DraftKings (NASDAQ:DKNG) and Penn Nationwide Gaming (NASDAQ:PENN) — two of this yr’s most repudiated gaming equities — might be massive winners in 2022, in accordance with Goldman Sachs.

Goldman Sachs
Goldman Sachs headquarters in New York. The financial institution says DraftKings and Penn Nationwide may bounce again in 2022. (Picture: Fox Enterprise)

The financial institution just lately printed a listing of 40 shares with common upside potential of 45 % over the following yr. Utilizing name choices, the names in that group may supply a mean return on premium of 197 % over the approaching 12 months, says Goldman.

DraftKings and regional gaming behemoth Penn Nationwide are the gaming shares on the Goldman listing. For traders in these names, the Goldman grouping is related as a result of when the financial institution speaks, market members are likely to hear.

Our previous evaluation has proven Goldman Sachs scores alone have been a statistically important driver of alpha,” a group of Goldman analysts, led by John Marshall, head of derivatives analysis, and Vishal Vivek, fairness derivatives strategist, write. “Goldman Sachs analysts are Purchase rated on these shares, and see a mean 45 % upside over the following yr. However name choices value 15 %, implying 197 % potential return on premium on common.”

The financial institution beforehand opined in bullish trend on Penn, highlighting that inventory earlier this yr as one with important upside potential.

DraftKings, Penn On the lookout for 2022 Redemption

Off the March 2020 coronavirus market lows and into first quarter of this yr, Penn was one of many best-performing home shares — gaming or in any other case. Comparable sentiment applies to DraftKings, which turned a standalone public firm in April 2020.

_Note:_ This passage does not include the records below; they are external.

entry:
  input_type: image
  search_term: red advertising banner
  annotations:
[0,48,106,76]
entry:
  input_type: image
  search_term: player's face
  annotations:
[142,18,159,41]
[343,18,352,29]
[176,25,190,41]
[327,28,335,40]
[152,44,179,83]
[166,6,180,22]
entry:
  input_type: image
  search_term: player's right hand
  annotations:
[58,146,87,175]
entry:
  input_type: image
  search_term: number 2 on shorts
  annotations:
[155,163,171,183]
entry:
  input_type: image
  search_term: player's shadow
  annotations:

Nonetheless, each names are being shellacked this yr. Amid issues about market share, buyer acquisition spending, and what might be an more and more lengthy street to profitability, some analysts are souring on DraftKings. The inventory is down nearly 21 % over the previous month, 39.43 % year-to-date, and is 63.14 % under its 52-week excessive.

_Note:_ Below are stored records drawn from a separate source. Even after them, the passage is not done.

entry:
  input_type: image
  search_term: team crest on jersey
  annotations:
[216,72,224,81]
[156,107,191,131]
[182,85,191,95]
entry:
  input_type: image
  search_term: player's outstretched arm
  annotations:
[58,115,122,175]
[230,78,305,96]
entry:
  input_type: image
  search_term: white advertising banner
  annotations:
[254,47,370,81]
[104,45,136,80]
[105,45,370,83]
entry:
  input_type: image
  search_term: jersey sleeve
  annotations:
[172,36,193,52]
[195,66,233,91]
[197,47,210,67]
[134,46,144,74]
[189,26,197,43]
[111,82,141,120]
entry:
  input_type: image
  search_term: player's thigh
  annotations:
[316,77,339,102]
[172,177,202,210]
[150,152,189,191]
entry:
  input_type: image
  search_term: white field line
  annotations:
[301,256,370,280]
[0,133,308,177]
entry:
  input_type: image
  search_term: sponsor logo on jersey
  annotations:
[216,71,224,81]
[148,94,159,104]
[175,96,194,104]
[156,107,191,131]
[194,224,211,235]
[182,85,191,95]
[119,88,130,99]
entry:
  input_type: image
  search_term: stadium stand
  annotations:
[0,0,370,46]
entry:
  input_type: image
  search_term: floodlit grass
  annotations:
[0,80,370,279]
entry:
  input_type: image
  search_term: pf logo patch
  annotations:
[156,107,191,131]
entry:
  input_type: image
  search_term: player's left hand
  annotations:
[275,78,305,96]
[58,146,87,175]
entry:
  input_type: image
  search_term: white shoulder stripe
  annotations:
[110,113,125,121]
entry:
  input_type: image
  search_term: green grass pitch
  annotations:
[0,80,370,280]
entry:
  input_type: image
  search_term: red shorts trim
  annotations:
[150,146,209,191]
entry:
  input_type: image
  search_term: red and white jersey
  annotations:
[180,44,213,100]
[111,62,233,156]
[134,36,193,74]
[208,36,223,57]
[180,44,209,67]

Nonetheless, it ranks sixth on the Goldman Sachs listing. The financial institution’s value goal on the web sportsbook operator is $63, which means the shares must greater than double to get there. Goldman says choices merchants may generate an nearly 300 % return on premium, primarily based on name contracts buying and selling round $8 if DraftKings runs to the financial institution’s value forecast over the following yr.

DraftKings is drawing criticism from at the least one well-known investor, who sees an prolonged time line to profitability, and says the corporate is overvalued. Broadly talking, sell-side analysts nonetheless just like the inventory, however value targets are coming down in current months.

Penn Believable Rebound Candidate

Penn Nationwide is off 41.17 % year-to-date, and is greater than 65 % under its 52-week excessive. However Goldman is optimistic on the Hollywood operator.

The financial institution has a $99 value goal on the inventory, about double the place it closed immediately. Goldman says Penn calls may generate return on premium of 281 % for choices merchants. The inventory is eighth on the financial institution’s listing.

Some analysts argue that Penn inventory is being punished by one-off exterior components that aren’t commentaries on the corporate’s fundamentals, and that margin administration and growth at regional casinos can proceed in 2022, doubtlessly stoking a rebound.